Data contributed to the AmeriFlux Network are complex and diverse. Ecosystem-level field sites acquire continuous measurements from a large number of sensors at high temporal resolution, which can result in large quantities of data. Data can be collected and processed at different time resolutions, with different units, and quality levels (e.g., filtering criteria and gap-filling). Data can also be derived through process based modeling activities.

The data collected at individual sites are sent to an archive operated by the network. Network data processing involves:

  • performing uniform data quality checks,
  • transforming original measurements from individual sensors to ecologically or micro-meteorologically meaningful quantities, and
  • generating high quality and standardized datasets.

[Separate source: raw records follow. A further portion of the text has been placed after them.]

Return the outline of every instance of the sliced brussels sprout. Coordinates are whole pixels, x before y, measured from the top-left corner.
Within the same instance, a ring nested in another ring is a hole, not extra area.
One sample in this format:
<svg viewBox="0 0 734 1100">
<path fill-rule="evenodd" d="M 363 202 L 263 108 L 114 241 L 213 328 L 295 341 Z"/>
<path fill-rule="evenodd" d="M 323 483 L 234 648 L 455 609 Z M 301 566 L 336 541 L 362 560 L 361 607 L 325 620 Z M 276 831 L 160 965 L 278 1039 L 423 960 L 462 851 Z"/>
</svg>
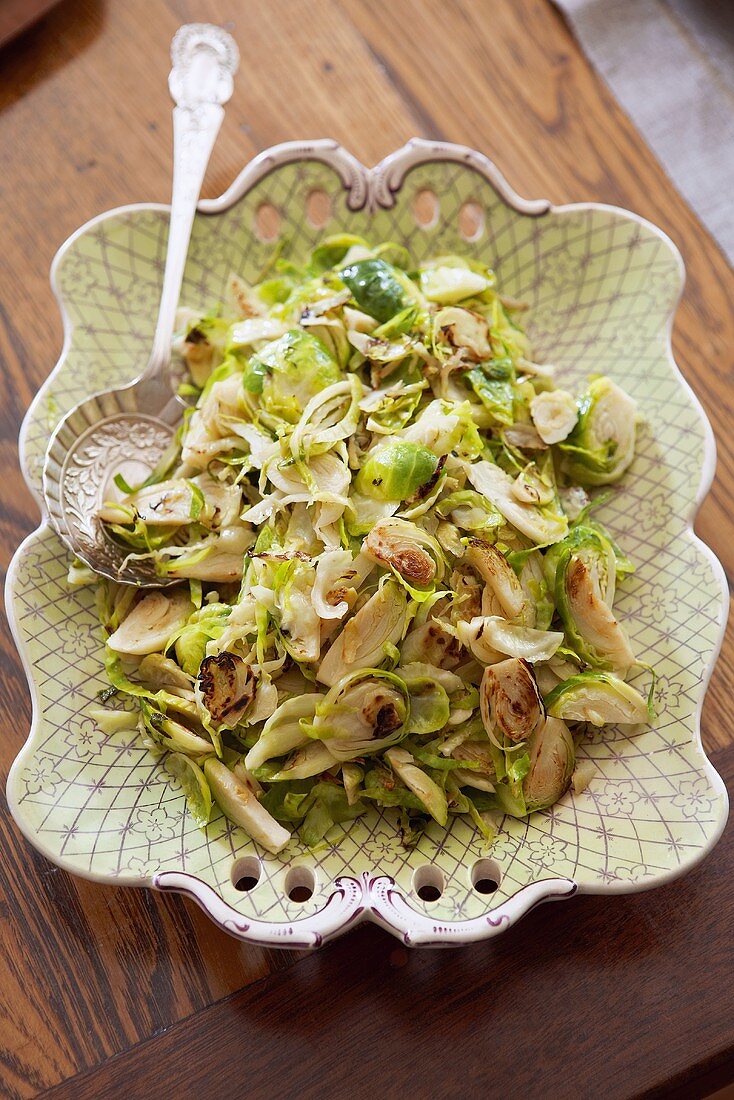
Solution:
<svg viewBox="0 0 734 1100">
<path fill-rule="evenodd" d="M 549 716 L 528 746 L 530 767 L 522 784 L 527 812 L 553 806 L 569 788 L 576 764 L 571 732 L 560 718 Z"/>
<path fill-rule="evenodd" d="M 306 810 L 298 835 L 307 848 L 320 844 L 334 825 L 354 821 L 367 812 L 367 804 L 359 797 L 350 803 L 344 787 L 323 779 L 312 786 L 299 808 Z"/>
<path fill-rule="evenodd" d="M 552 504 L 556 498 L 555 486 L 542 477 L 534 462 L 517 475 L 512 493 L 521 504 Z"/>
<path fill-rule="evenodd" d="M 343 458 L 329 452 L 316 454 L 308 462 L 270 462 L 268 480 L 284 493 L 290 504 L 313 504 L 316 501 L 339 506 L 344 510 L 349 490 L 349 470 Z"/>
<path fill-rule="evenodd" d="M 548 630 L 555 610 L 552 595 L 555 582 L 549 589 L 543 571 L 543 555 L 540 551 L 531 550 L 530 553 L 524 553 L 522 557 L 518 579 L 528 602 L 535 610 L 533 625 L 536 630 Z"/>
<path fill-rule="evenodd" d="M 357 260 L 343 267 L 339 278 L 359 308 L 380 323 L 389 321 L 407 303 L 405 277 L 384 260 Z"/>
<path fill-rule="evenodd" d="M 421 800 L 434 821 L 439 825 L 445 825 L 449 808 L 446 793 L 441 790 L 438 783 L 418 767 L 407 749 L 388 749 L 385 759 L 408 790 Z"/>
<path fill-rule="evenodd" d="M 464 553 L 464 544 L 461 541 L 459 528 L 448 520 L 440 520 L 436 527 L 436 541 L 442 550 L 454 558 L 460 558 Z"/>
<path fill-rule="evenodd" d="M 224 371 L 229 373 L 218 377 Z M 205 470 L 222 450 L 232 447 L 236 437 L 231 435 L 230 427 L 243 412 L 242 375 L 233 361 L 225 360 L 207 382 L 191 419 L 185 422 L 181 476 Z"/>
<path fill-rule="evenodd" d="M 344 262 L 347 256 L 356 260 L 366 259 L 371 255 L 364 237 L 358 237 L 354 233 L 332 233 L 314 248 L 310 266 L 314 271 L 328 271 Z"/>
<path fill-rule="evenodd" d="M 350 806 L 354 806 L 360 799 L 363 779 L 364 768 L 360 768 L 359 764 L 351 764 L 348 761 L 342 764 L 342 781 L 347 803 Z"/>
<path fill-rule="evenodd" d="M 135 730 L 138 725 L 138 712 L 132 710 L 110 710 L 108 707 L 87 707 L 87 715 L 102 733 L 120 733 L 122 730 Z"/>
<path fill-rule="evenodd" d="M 440 333 L 451 345 L 462 351 L 466 359 L 481 363 L 492 358 L 487 322 L 480 313 L 458 306 L 440 309 L 434 321 L 434 332 Z"/>
<path fill-rule="evenodd" d="M 432 683 L 442 687 L 447 695 L 455 695 L 456 692 L 464 692 L 466 684 L 461 676 L 449 669 L 440 668 L 429 661 L 404 661 L 396 670 L 397 676 L 410 685 L 412 679 L 428 679 Z"/>
<path fill-rule="evenodd" d="M 395 374 L 411 377 L 407 369 Z M 427 379 L 420 375 L 415 381 L 391 375 L 387 385 L 372 390 L 359 403 L 361 411 L 368 414 L 367 431 L 387 436 L 400 431 L 413 418 L 427 386 Z"/>
<path fill-rule="evenodd" d="M 431 480 L 437 466 L 438 459 L 427 447 L 393 439 L 369 454 L 354 487 L 375 500 L 409 500 Z"/>
<path fill-rule="evenodd" d="M 235 653 L 219 653 L 201 662 L 197 699 L 216 727 L 233 729 L 255 698 L 255 676 Z"/>
<path fill-rule="evenodd" d="M 332 686 L 360 668 L 384 661 L 397 645 L 408 621 L 408 599 L 393 580 L 387 581 L 346 623 L 322 660 L 316 678 Z"/>
<path fill-rule="evenodd" d="M 247 392 L 274 422 L 297 424 L 308 402 L 320 390 L 342 380 L 341 369 L 311 333 L 290 329 L 253 356 L 244 371 Z"/>
<path fill-rule="evenodd" d="M 104 666 L 107 679 L 114 691 L 123 692 L 133 699 L 140 700 L 141 705 L 143 702 L 154 703 L 156 707 L 165 711 L 171 710 L 177 714 L 184 714 L 194 721 L 198 719 L 199 712 L 193 691 L 183 691 L 181 688 L 176 689 L 176 694 L 165 688 L 151 691 L 143 684 L 136 683 L 125 675 L 122 670 L 122 659 L 109 646 L 105 647 Z M 103 700 L 106 697 L 105 693 L 100 696 Z"/>
<path fill-rule="evenodd" d="M 141 713 L 146 729 L 153 739 L 164 749 L 171 752 L 183 752 L 191 756 L 205 756 L 214 751 L 211 741 L 194 733 L 182 722 L 170 718 L 156 710 L 147 700 L 141 702 Z"/>
<path fill-rule="evenodd" d="M 124 524 L 133 514 L 147 527 L 179 527 L 201 518 L 200 513 L 194 517 L 195 494 L 191 481 L 173 478 L 128 493 L 119 501 L 105 501 L 97 518 L 103 523 Z"/>
<path fill-rule="evenodd" d="M 307 664 L 321 655 L 321 620 L 311 600 L 315 581 L 311 563 L 294 560 L 276 593 L 283 643 L 294 660 Z"/>
<path fill-rule="evenodd" d="M 427 587 L 436 576 L 436 563 L 413 537 L 415 524 L 386 519 L 376 523 L 363 543 L 365 553 L 404 580 Z"/>
<path fill-rule="evenodd" d="M 267 764 L 265 765 L 268 766 Z M 335 766 L 333 755 L 321 741 L 311 741 L 288 757 L 278 771 L 267 776 L 268 783 L 287 783 L 295 779 L 311 779 Z"/>
<path fill-rule="evenodd" d="M 451 756 L 454 760 L 461 760 L 462 763 L 475 765 L 483 775 L 496 778 L 494 756 L 489 741 L 463 741 L 460 745 L 452 748 Z"/>
<path fill-rule="evenodd" d="M 464 531 L 495 531 L 504 524 L 504 516 L 493 504 L 471 489 L 451 493 L 436 505 L 439 516 L 450 516 Z"/>
<path fill-rule="evenodd" d="M 484 670 L 479 706 L 490 737 L 499 732 L 514 742 L 527 741 L 545 717 L 532 666 L 517 657 Z"/>
<path fill-rule="evenodd" d="M 352 538 L 368 534 L 373 526 L 387 516 L 393 516 L 400 507 L 399 500 L 375 500 L 352 489 L 345 511 L 346 528 Z"/>
<path fill-rule="evenodd" d="M 311 593 L 314 610 L 321 619 L 343 619 L 357 598 L 362 581 L 349 550 L 325 550 L 316 564 Z"/>
<path fill-rule="evenodd" d="M 190 616 L 179 632 L 175 641 L 176 660 L 189 676 L 198 673 L 207 645 L 222 635 L 231 610 L 228 604 L 206 604 Z"/>
<path fill-rule="evenodd" d="M 402 783 L 397 784 L 392 777 L 391 770 L 382 765 L 371 768 L 366 773 L 362 798 L 374 800 L 378 806 L 399 806 L 403 811 L 414 810 L 421 814 L 426 812 L 420 798 L 409 791 Z M 415 843 L 421 832 L 420 826 L 414 827 L 412 823 L 406 823 L 401 827 L 401 836 L 403 838 L 412 837 L 413 843 Z"/>
<path fill-rule="evenodd" d="M 511 427 L 515 421 L 515 369 L 509 358 L 492 359 L 466 372 L 465 381 L 489 414 L 489 423 Z"/>
<path fill-rule="evenodd" d="M 539 546 L 558 542 L 568 532 L 568 520 L 550 505 L 521 504 L 512 492 L 514 481 L 492 462 L 482 459 L 466 469 L 475 489 L 499 509 L 505 519 Z"/>
<path fill-rule="evenodd" d="M 596 774 L 597 766 L 593 760 L 577 760 L 571 776 L 571 790 L 573 793 L 583 794 Z"/>
<path fill-rule="evenodd" d="M 316 707 L 309 733 L 335 760 L 353 760 L 402 741 L 408 732 L 410 694 L 399 676 L 361 669 L 339 680 Z"/>
<path fill-rule="evenodd" d="M 461 661 L 462 645 L 440 619 L 429 619 L 405 635 L 400 655 L 404 665 L 421 661 L 439 669 L 451 669 Z"/>
<path fill-rule="evenodd" d="M 458 619 L 455 630 L 456 635 L 463 646 L 481 661 L 484 665 L 493 665 L 501 661 L 504 654 L 490 645 L 485 636 L 486 619 L 483 615 L 475 615 L 472 619 Z"/>
<path fill-rule="evenodd" d="M 459 458 L 473 459 L 484 449 L 469 401 L 437 398 L 401 435 L 409 443 L 426 447 L 437 458 L 453 451 Z"/>
<path fill-rule="evenodd" d="M 528 810 L 521 783 L 497 783 L 494 796 L 502 813 L 509 814 L 510 817 L 527 817 Z"/>
<path fill-rule="evenodd" d="M 398 335 L 393 339 L 380 336 L 381 329 L 375 329 L 369 335 L 363 332 L 348 332 L 347 339 L 353 348 L 364 355 L 371 365 L 371 379 L 373 385 L 376 381 L 397 373 L 398 364 L 412 356 L 415 350 L 415 341 L 409 336 Z M 400 370 L 404 369 L 405 364 Z"/>
<path fill-rule="evenodd" d="M 573 431 L 578 408 L 567 390 L 546 390 L 530 402 L 530 415 L 544 443 L 560 443 Z"/>
<path fill-rule="evenodd" d="M 454 749 L 458 749 L 465 741 L 470 741 L 472 738 L 479 736 L 485 737 L 485 733 L 481 715 L 472 714 L 468 721 L 463 722 L 457 729 L 452 730 L 448 737 L 443 739 L 438 746 L 438 751 L 442 756 L 451 756 Z M 484 743 L 489 745 L 486 740 Z"/>
<path fill-rule="evenodd" d="M 579 485 L 618 481 L 635 456 L 635 402 L 609 378 L 595 378 L 579 399 L 578 414 L 559 444 L 566 474 Z"/>
<path fill-rule="evenodd" d="M 166 770 L 181 784 L 189 813 L 203 829 L 212 813 L 212 792 L 204 772 L 190 757 L 180 752 L 169 753 L 165 763 Z"/>
<path fill-rule="evenodd" d="M 234 272 L 227 280 L 227 299 L 236 316 L 262 317 L 266 312 L 266 299 L 262 295 L 262 287 L 249 286 Z"/>
<path fill-rule="evenodd" d="M 263 341 L 270 342 L 285 336 L 288 325 L 273 317 L 248 317 L 238 321 L 229 330 L 229 342 L 233 347 L 252 347 Z"/>
<path fill-rule="evenodd" d="M 468 768 L 454 768 L 452 775 L 459 787 L 474 787 L 475 790 L 485 791 L 487 794 L 495 792 L 494 780 L 488 779 L 479 772 L 470 771 Z"/>
<path fill-rule="evenodd" d="M 510 657 L 522 657 L 531 663 L 548 661 L 563 643 L 563 633 L 560 631 L 534 630 L 492 615 L 484 616 L 482 637 L 492 649 Z"/>
<path fill-rule="evenodd" d="M 558 495 L 561 498 L 563 511 L 571 521 L 577 520 L 591 504 L 591 497 L 580 485 L 567 485 L 559 489 Z"/>
<path fill-rule="evenodd" d="M 359 422 L 362 383 L 356 374 L 315 394 L 291 432 L 289 449 L 295 459 L 323 454 L 347 439 Z"/>
<path fill-rule="evenodd" d="M 271 760 L 275 756 L 285 756 L 293 749 L 308 744 L 308 734 L 303 730 L 301 719 L 313 718 L 316 707 L 323 698 L 323 695 L 314 692 L 295 699 L 286 699 L 281 703 L 268 718 L 260 736 L 247 753 L 245 757 L 247 770 L 254 772 L 266 760 Z"/>
<path fill-rule="evenodd" d="M 421 675 L 420 666 L 404 666 L 398 672 L 410 694 L 409 732 L 435 733 L 449 720 L 451 704 L 446 691 L 430 676 Z"/>
<path fill-rule="evenodd" d="M 612 544 L 597 530 L 578 526 L 549 550 L 544 565 L 569 646 L 587 664 L 625 675 L 635 655 L 611 610 L 616 579 Z"/>
<path fill-rule="evenodd" d="M 97 584 L 97 574 L 80 558 L 73 558 L 66 575 L 66 583 L 70 588 L 85 588 L 87 585 Z"/>
<path fill-rule="evenodd" d="M 206 384 L 215 366 L 221 362 L 221 350 L 207 339 L 203 326 L 196 324 L 185 336 L 174 342 L 174 350 L 180 352 L 188 367 L 191 381 L 200 388 Z"/>
<path fill-rule="evenodd" d="M 239 581 L 245 554 L 254 541 L 255 536 L 247 527 L 224 527 L 218 534 L 208 536 L 205 543 L 189 548 L 190 553 L 174 557 L 167 564 L 166 572 L 187 580 L 219 584 Z"/>
<path fill-rule="evenodd" d="M 533 605 L 525 595 L 515 570 L 496 546 L 482 539 L 470 538 L 463 560 L 482 578 L 499 605 L 501 614 L 523 624 L 534 623 Z M 491 604 L 488 607 L 490 610 Z"/>
<path fill-rule="evenodd" d="M 537 429 L 532 424 L 509 425 L 503 429 L 502 438 L 508 447 L 515 447 L 519 451 L 545 451 L 548 449 L 548 444 L 543 442 Z"/>
<path fill-rule="evenodd" d="M 573 660 L 569 658 L 573 657 Z M 564 650 L 561 653 L 556 653 L 551 657 L 544 666 L 554 677 L 553 684 L 548 690 L 557 687 L 562 680 L 570 680 L 572 676 L 578 676 L 579 672 L 583 671 L 583 663 L 580 658 L 576 657 L 570 650 Z M 545 697 L 546 691 L 543 691 Z"/>
<path fill-rule="evenodd" d="M 202 756 L 210 753 L 214 748 L 211 741 L 194 733 L 182 722 L 173 718 L 165 718 L 159 727 L 160 742 L 163 748 L 171 752 L 182 752 L 191 756 Z"/>
<path fill-rule="evenodd" d="M 192 676 L 198 671 L 199 665 L 194 669 Z M 149 653 L 147 657 L 143 657 L 138 665 L 136 676 L 151 691 L 170 688 L 174 691 L 193 693 L 194 685 L 191 676 L 187 676 L 175 661 L 170 657 L 164 657 L 162 653 Z"/>
<path fill-rule="evenodd" d="M 452 621 L 468 622 L 482 614 L 485 586 L 480 583 L 473 569 L 457 566 L 451 574 L 451 587 L 455 596 L 451 609 Z"/>
<path fill-rule="evenodd" d="M 428 267 L 421 271 L 421 290 L 429 302 L 454 305 L 489 290 L 492 282 L 468 267 Z"/>
<path fill-rule="evenodd" d="M 376 317 L 370 317 L 369 313 L 363 313 L 361 309 L 353 309 L 351 306 L 344 306 L 342 315 L 348 332 L 369 334 L 375 331 L 379 323 Z"/>
<path fill-rule="evenodd" d="M 280 662 L 276 660 L 276 664 Z M 248 726 L 257 725 L 270 718 L 278 707 L 278 689 L 273 683 L 269 671 L 262 669 L 255 688 L 255 698 L 245 719 Z"/>
<path fill-rule="evenodd" d="M 578 669 L 574 668 L 571 675 L 575 675 L 576 672 L 578 672 Z M 545 699 L 553 691 L 553 688 L 558 687 L 563 677 L 556 676 L 550 662 L 539 661 L 535 665 L 535 679 L 538 682 L 540 694 Z"/>
<path fill-rule="evenodd" d="M 247 783 L 213 756 L 204 761 L 204 774 L 217 805 L 230 821 L 274 855 L 285 848 L 291 834 L 258 802 Z"/>
<path fill-rule="evenodd" d="M 428 599 L 435 584 L 443 579 L 440 544 L 408 520 L 385 519 L 376 523 L 363 543 L 363 551 L 371 560 L 391 569 L 419 603 Z"/>
<path fill-rule="evenodd" d="M 581 672 L 564 680 L 546 696 L 546 706 L 554 718 L 593 726 L 634 726 L 650 717 L 640 693 L 610 672 Z"/>
<path fill-rule="evenodd" d="M 168 589 L 166 593 L 151 592 L 134 605 L 131 611 L 107 639 L 115 653 L 143 657 L 161 652 L 171 635 L 186 625 L 193 608 L 188 585 Z"/>
<path fill-rule="evenodd" d="M 349 333 L 343 321 L 337 317 L 312 317 L 304 314 L 301 324 L 312 336 L 320 340 L 332 359 L 345 369 L 352 357 Z"/>
<path fill-rule="evenodd" d="M 578 647 L 579 651 L 583 649 L 579 656 L 586 659 L 591 650 L 596 660 L 590 664 L 603 664 L 625 675 L 635 663 L 635 655 L 624 629 L 602 599 L 591 570 L 579 558 L 571 557 L 563 580 L 566 599 L 557 586 L 558 609 L 572 642 L 577 640 L 575 627 L 585 643 Z"/>
<path fill-rule="evenodd" d="M 567 558 L 570 557 L 584 562 L 598 595 L 609 608 L 614 603 L 616 582 L 634 572 L 629 558 L 622 554 L 608 532 L 601 524 L 590 520 L 574 523 L 567 537 L 552 546 L 545 555 L 544 574 L 553 590 L 559 569 L 566 568 Z"/>
</svg>

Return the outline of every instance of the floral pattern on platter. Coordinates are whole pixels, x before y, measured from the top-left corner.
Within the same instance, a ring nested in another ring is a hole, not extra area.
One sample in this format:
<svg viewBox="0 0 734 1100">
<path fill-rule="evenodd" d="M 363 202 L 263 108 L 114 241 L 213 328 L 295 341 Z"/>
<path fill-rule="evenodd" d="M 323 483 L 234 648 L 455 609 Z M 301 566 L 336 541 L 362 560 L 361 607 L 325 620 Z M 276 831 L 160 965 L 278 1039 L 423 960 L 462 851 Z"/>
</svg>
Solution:
<svg viewBox="0 0 734 1100">
<path fill-rule="evenodd" d="M 309 219 L 314 191 L 328 200 L 325 225 Z M 438 208 L 429 225 L 415 212 L 424 191 Z M 261 154 L 221 199 L 202 203 L 185 304 L 213 307 L 231 270 L 245 277 L 262 270 L 275 243 L 257 236 L 264 204 L 279 215 L 286 256 L 303 255 L 324 233 L 350 231 L 398 241 L 418 260 L 452 251 L 481 257 L 508 295 L 528 302 L 536 356 L 554 362 L 565 384 L 600 371 L 635 397 L 644 418 L 638 454 L 603 519 L 637 564 L 619 608 L 659 674 L 658 718 L 639 730 L 590 729 L 580 750 L 594 765 L 587 789 L 527 821 L 502 822 L 491 895 L 473 888 L 472 868 L 487 853 L 461 819 L 445 833 L 430 826 L 405 851 L 389 817 L 374 812 L 337 827 L 333 847 L 312 853 L 294 843 L 267 856 L 219 813 L 198 829 L 176 782 L 134 730 L 98 730 L 89 708 L 107 685 L 93 593 L 67 587 L 66 552 L 44 524 L 9 573 L 11 619 L 34 696 L 33 730 L 8 781 L 21 828 L 69 871 L 187 893 L 232 934 L 289 947 L 318 946 L 363 919 L 411 944 L 467 942 L 548 898 L 634 890 L 680 874 L 711 849 L 726 820 L 726 792 L 698 727 L 726 603 L 720 566 L 690 526 L 713 474 L 713 443 L 670 353 L 682 281 L 674 247 L 624 211 L 521 200 L 493 165 L 460 146 L 411 142 L 370 171 L 333 142 L 294 143 Z M 467 208 L 481 211 L 471 233 L 462 228 Z M 145 361 L 166 234 L 164 207 L 127 207 L 83 227 L 57 256 L 67 339 L 21 436 L 36 495 L 61 416 L 130 381 Z M 260 867 L 250 892 L 233 882 L 245 856 Z M 443 883 L 436 901 L 415 889 L 426 865 Z M 306 902 L 289 897 L 297 866 L 313 873 Z"/>
</svg>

The resulting datasets are made available to the scientific community.

Within the AmeriFlux Network, a data variable is defined as a set of magnitudes or values of a physically or abstractly meaningful quantity, e.g., air temperature or quality level. A data variable label is the assigned name used to identify and describe data within a dataset, e.g., TA, TA_F, TA_QC. Data variables can be measured directly by a sensor, or generated by data processing operations, which transform one or more data variables into new data variables. Data processing operations can be grouped into stages and data generated at each of these stages define data processing levels.

To make use of a given data variable, several aspects should be easily identifiable:

  • Spatial representativeness: the area being represented by a variable (e.g., sensor surroundings or tower footprint);
  • Measured / derived: whether a data variable is measured directly or derived from measured data through data processing operations or execution of models;
  • Filtered / Unfiltered: whether a data variable has been filtered for quality purposes or not;
  • Single / multiple sensors: whether the data variable was originated from a single sensor or a combination of sensors (of either the same type or different types);
  • Process knowledge: if the processing applied to a data variable includes any ecosystem process understanding that could violate the data independency requirements when used in the context of model validation and parameterization.

The data variable labels, the data processing levels, and BADM associated to a data variable are the main mechanisms to help easily identify these characteristics in a dataset.

The standardized datasets facilitate synthesis of earth science information across measurement types, methods of collection, and ecosystems. Scientists use these datasets to assess responses and feedbacks of terrestrial ecosystems to the environment, including changes in climate, land use, and extreme events such as droughts, storms, or wildfire.